Ripe bananas can also be high in amines (4). Amines are not FODMAPs, but rather a type of naturally occurring food chemical, which in some people can cause gastrointestinal symptoms along with a range of other reactions (4). Unripe bananas also contain resistant starch, again this is not a FODMAP, however it is a type of prebiotic fibre which is fermented by our gut bacteria and can contribute towards gastrointestinal symptoms (5 6). If you are feeling concerned, make sure you chat to a dietitian who is trained in food intolerances.
Final Thoughts
There is no need to avoid bananas while in the first phase of the low FODMAP diet. Firm common bananas make great grab and go snacks and are a fantastic way to pad out your breakfast. Try testing your tolerance to firm bananas first and see how you go.
Are overripe pineapples high fodmap? I ate out, one slice of ovrripe pineapple at. 6 pm, lotsa intestinal activity that night…
Hi Toni,
Right now I don’t have any extra information on overripe pineapple. It is possible that the FODMAP content changes but we won’t know until overripe pineapple is tested in a laboratory. Once your symptoms are settled you could try a small amount of pineapple again and see if you get the same result. That will let you know if it was that food that triggered your symptoms.

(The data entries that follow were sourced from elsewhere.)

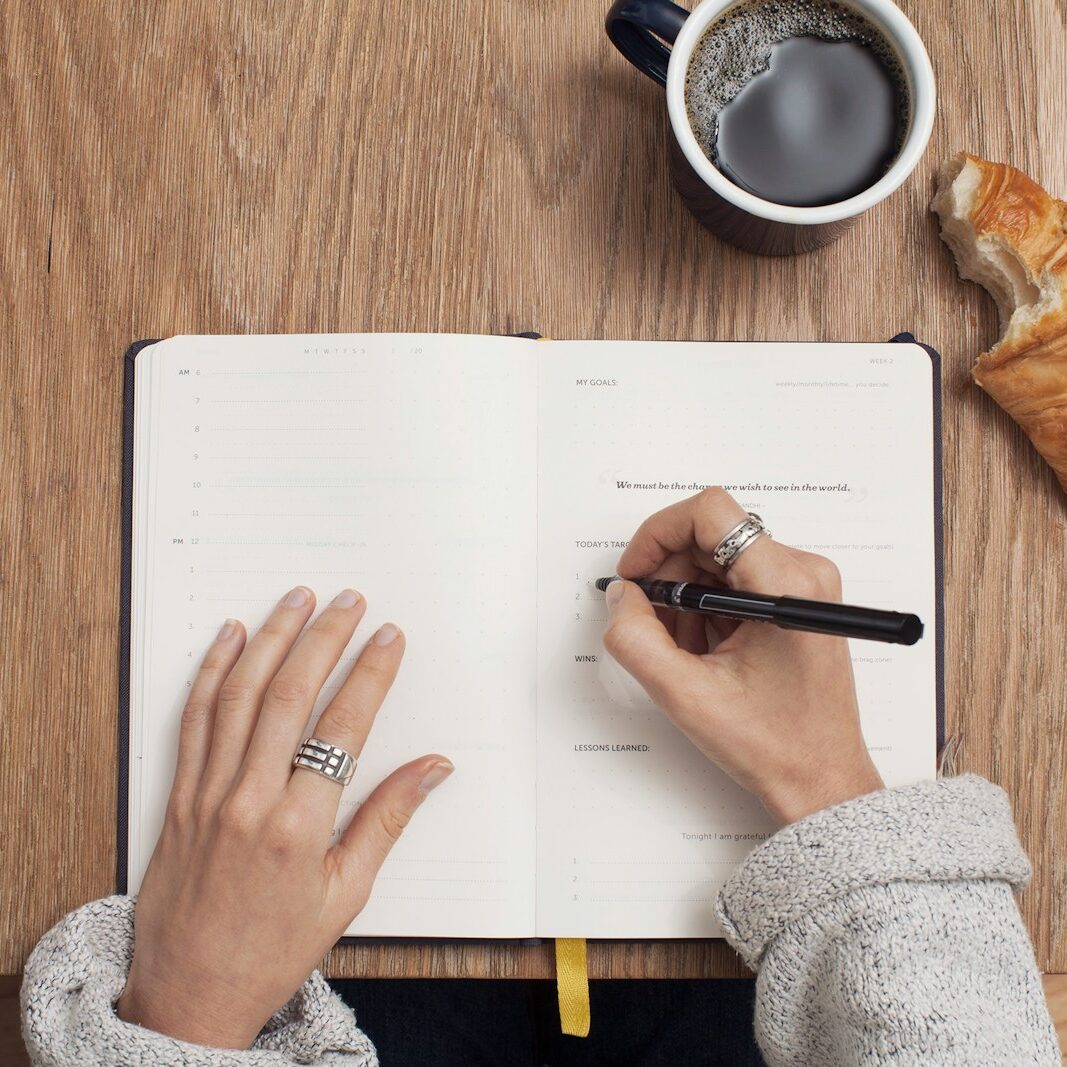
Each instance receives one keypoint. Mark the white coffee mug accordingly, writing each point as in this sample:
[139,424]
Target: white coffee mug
[642,30]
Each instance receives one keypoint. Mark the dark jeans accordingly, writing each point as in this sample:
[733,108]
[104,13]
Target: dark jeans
[514,1023]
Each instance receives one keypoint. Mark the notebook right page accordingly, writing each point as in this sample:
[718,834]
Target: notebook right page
[832,445]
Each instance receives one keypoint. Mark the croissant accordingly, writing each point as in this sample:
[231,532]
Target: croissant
[1009,236]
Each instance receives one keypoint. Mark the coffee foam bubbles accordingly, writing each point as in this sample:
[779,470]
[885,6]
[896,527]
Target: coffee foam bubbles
[736,47]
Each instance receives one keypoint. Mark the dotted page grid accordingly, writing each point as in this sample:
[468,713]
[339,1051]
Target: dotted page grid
[404,466]
[636,830]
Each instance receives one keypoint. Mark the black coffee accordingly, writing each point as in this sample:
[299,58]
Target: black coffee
[799,101]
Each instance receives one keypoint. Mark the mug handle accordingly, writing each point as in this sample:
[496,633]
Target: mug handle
[638,29]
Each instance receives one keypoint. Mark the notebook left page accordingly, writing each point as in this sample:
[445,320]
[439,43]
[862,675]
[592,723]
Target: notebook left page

You suggest putting them in the fridge, but according to recent testing by Monash, storing them at cold temperatures may increase the FODMAP content of bananas. I found that eating bananas that were fully green when I brought them the day before, sometimes triggered symptoms after keeping them overnight in the fridge too. When they are stored at room temperature, provided they are firm, I am fine.
Hi Alice,
Thanks for commenting. We recommend putting bananas straight into the freezer before they ripen if you want to use them in smoothies or baking. Freezing the banana stops the ripening process completely. Otherwise we suggest you store the bananas at room temperature and eat them before they develop brown spots.
What I think you are talking about is putting the bananas in the fridge so they ripen slower. The cooler temperate in the fridge will encourage the banana to produce fructans while it continues to slowly ripen. This can increase the FODMAP levels in the banana and might be why you tolerate these bananas less.
So either store your bananas at room temperature and eat them before they develop brown spots. Or pop them straight into the freezer and use the frozen banana to make low FODMAP smoothies or ice cream.